OpenAI simply wrapped up its 12-day occasion referred to as “Shipmas” the place it made some superb bulletins. As a correct send-off, OpenAI launched us to o3, its upcoming reasoning mannequin, and it seems to be like it is going to be extraordinarily good.
Throughout Shipmas, OpenAI introduced another nice AI goodies. For starters, it launched its $200/month ChatGPT Professional plan. This can give customers entry to probably the most highly effective model of o1 and different nice options. Additionally, the corporate launched Sora, its AI video generator that just about broke the web when the corporate first confirmed it off. You should use it if you happen to’re a ChatGPT Plus member.
OpenAI offers us a sneak peek at o3, its newest reasoning mannequin
What occurred to o2? Effectively, it’s within the farm up-state together with Home windows 9, the OnePlus 4, and the iPhone 9. OpenAI determined to skip to o3 as a result of there’s a British telecommunication firm named O2. So, this was a method to keep away from any authorized points down the street.
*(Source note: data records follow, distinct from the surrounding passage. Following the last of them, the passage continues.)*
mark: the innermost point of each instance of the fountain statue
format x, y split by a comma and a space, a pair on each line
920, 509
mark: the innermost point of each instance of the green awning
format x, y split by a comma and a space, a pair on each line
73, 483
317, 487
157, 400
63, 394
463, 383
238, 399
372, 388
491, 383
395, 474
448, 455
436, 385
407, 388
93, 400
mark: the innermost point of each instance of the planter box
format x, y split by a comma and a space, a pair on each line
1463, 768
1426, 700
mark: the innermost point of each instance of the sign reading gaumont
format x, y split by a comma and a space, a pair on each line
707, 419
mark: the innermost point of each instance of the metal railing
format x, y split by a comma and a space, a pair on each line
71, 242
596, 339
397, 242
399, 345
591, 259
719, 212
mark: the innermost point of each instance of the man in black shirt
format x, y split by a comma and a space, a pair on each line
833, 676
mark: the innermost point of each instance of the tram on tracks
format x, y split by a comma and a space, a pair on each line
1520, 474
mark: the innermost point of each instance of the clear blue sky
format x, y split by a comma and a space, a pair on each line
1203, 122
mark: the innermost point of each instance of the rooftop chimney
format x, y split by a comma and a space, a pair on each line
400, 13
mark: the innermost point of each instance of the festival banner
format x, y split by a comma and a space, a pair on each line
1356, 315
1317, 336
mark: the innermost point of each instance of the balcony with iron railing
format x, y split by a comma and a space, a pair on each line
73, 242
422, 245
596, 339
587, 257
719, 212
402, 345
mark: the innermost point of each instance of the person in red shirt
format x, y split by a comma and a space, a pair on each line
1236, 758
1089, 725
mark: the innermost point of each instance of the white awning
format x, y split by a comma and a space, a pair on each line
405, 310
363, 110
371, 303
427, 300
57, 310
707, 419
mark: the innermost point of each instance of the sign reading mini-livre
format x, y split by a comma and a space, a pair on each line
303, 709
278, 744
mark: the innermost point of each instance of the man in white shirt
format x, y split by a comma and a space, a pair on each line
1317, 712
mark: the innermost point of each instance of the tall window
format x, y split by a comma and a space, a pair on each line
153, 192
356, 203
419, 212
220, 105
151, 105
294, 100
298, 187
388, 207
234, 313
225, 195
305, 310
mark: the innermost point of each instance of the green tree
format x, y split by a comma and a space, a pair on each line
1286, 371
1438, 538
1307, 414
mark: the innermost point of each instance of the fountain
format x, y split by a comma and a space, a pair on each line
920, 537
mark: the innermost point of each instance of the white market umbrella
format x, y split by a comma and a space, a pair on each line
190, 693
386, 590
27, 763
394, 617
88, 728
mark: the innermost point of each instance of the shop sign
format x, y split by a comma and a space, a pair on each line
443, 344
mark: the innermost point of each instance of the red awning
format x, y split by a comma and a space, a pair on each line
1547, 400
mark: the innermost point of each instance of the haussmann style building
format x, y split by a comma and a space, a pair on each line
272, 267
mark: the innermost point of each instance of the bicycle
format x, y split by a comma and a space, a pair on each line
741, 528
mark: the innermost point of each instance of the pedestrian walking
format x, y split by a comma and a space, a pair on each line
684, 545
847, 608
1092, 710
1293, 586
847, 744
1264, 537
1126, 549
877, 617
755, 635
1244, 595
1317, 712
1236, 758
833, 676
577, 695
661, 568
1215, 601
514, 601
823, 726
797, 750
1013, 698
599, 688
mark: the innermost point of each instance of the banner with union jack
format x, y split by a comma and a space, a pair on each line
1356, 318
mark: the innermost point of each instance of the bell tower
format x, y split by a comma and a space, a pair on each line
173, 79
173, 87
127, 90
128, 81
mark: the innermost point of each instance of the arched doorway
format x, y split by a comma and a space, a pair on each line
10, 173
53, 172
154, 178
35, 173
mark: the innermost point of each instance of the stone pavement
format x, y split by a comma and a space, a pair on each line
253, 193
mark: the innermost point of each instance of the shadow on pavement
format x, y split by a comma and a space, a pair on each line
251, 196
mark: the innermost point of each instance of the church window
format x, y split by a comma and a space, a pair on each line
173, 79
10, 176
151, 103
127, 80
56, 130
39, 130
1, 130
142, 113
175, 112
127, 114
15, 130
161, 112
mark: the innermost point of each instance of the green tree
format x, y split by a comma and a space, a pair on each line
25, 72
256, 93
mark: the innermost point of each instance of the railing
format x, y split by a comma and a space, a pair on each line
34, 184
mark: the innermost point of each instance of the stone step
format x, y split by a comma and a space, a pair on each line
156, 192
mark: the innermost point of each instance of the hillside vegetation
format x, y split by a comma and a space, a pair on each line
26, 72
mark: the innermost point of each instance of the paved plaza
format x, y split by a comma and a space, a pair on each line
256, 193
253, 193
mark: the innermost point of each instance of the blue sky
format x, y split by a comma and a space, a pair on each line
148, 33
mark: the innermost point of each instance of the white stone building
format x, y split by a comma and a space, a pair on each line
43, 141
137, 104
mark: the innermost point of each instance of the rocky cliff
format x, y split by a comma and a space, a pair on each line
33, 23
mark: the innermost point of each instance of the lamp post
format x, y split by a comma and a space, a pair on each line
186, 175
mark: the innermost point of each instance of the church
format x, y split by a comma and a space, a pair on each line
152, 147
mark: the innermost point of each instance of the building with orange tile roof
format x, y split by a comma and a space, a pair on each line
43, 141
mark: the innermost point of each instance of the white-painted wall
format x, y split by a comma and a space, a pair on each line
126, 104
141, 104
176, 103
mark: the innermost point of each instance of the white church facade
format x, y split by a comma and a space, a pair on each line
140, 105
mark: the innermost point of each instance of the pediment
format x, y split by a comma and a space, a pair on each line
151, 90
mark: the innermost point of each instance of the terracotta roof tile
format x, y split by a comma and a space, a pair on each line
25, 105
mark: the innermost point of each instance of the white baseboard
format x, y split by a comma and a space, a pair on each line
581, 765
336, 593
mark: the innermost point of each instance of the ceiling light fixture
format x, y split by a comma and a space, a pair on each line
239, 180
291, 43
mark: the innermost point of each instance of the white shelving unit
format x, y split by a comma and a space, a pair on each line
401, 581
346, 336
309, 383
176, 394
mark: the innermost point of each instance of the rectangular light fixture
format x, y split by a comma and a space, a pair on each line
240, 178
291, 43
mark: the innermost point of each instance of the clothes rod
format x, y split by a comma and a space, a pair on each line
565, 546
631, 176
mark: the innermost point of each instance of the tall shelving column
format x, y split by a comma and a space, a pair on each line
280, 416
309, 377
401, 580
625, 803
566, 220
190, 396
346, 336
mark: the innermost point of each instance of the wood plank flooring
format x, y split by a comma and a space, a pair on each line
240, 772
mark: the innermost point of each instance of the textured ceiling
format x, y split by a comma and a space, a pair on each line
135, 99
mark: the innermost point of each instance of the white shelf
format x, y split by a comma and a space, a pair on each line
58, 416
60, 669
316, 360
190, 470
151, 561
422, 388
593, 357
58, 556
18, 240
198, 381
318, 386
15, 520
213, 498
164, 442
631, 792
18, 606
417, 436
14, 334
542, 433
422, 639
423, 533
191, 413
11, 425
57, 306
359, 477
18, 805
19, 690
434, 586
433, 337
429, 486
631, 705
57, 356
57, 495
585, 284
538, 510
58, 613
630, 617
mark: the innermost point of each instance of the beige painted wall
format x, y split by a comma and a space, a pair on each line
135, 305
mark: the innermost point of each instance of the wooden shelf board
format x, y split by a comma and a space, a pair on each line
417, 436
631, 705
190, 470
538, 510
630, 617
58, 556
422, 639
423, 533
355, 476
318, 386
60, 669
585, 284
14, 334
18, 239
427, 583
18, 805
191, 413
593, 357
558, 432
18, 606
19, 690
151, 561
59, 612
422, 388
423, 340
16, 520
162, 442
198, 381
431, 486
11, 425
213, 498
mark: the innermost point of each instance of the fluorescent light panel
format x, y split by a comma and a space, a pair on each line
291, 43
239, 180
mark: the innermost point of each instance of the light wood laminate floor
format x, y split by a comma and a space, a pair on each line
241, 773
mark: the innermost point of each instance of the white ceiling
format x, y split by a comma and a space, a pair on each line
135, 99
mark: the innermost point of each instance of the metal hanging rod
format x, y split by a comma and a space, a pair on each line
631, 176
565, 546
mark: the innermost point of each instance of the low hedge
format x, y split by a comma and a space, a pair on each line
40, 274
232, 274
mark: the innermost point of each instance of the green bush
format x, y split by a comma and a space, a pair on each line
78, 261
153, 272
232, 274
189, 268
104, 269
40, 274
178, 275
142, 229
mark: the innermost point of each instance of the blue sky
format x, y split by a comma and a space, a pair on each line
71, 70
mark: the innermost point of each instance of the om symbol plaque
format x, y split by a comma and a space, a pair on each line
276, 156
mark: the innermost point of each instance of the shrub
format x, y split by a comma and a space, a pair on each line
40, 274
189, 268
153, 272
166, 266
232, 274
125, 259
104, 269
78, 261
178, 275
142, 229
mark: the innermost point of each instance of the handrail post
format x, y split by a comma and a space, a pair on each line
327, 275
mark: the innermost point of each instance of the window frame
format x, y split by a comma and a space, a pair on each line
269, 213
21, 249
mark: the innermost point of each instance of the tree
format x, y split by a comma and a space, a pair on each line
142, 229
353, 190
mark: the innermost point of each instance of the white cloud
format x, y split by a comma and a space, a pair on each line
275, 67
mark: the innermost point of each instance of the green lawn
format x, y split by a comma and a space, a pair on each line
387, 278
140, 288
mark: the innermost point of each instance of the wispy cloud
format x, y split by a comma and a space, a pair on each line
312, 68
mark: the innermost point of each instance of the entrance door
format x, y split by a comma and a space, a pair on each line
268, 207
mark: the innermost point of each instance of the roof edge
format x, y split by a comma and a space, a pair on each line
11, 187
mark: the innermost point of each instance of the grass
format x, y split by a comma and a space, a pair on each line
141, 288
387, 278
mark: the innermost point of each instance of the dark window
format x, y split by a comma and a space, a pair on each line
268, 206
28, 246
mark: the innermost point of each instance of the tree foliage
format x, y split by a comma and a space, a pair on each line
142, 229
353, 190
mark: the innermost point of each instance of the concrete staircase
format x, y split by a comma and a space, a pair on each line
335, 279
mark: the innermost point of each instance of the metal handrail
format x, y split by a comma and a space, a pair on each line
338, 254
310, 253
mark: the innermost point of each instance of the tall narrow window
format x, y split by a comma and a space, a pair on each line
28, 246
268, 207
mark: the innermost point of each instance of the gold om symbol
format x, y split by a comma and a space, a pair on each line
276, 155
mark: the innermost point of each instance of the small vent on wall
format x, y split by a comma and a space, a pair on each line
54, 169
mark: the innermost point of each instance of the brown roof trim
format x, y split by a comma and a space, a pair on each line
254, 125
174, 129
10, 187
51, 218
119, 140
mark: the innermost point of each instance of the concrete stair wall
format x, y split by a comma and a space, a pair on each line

o3 shall be a reasoning mannequin, which is analogous to an everyday mannequin. Nonetheless, the important thing distinction is that, as a substitute of supplying you with the reply suddenly, a reasoning mannequin will truly break down the method and present you the entire steps it took to come back to the conclusion. Google’s Gemini 2.0 Flash Pondering is an effective instance of a reasoning mannequin. So, if you wish to take a better look into how a mannequin arrived at its reply, you then’ll need to use reasoning fashions.
Since this shall be OpenAI’s magnum opus, you understand that it’ll include some insane AI smarts. The corporate launched some statistics on the way it performs, and it exhibits that it’s properly previous the purpose of constructing AI that’s smarter than a human (properly, largely).
For instance, the corporate put the mannequin via the SWE-Bench Verified coding exams, and it beat o1 by 22.8%. Subsequent, OpenAI put o3 via the GPQA (Google-Proof Q&A Benchmark) Diamond science benchmark, and it scored 87.7%. OpenAI additionally put o3 via the AIME (American Invitiational Arithmetic Examination), and it solely missed one of many 15 questions. The AIME is a particularly onerous math competiton.
It seems to be like OpenAI actually outdid itself this time round. We don’t know when the corporate will launch this mannequin to the general public. Simply don’t depend on it anytime quickly, as o1 remains to be relatively new.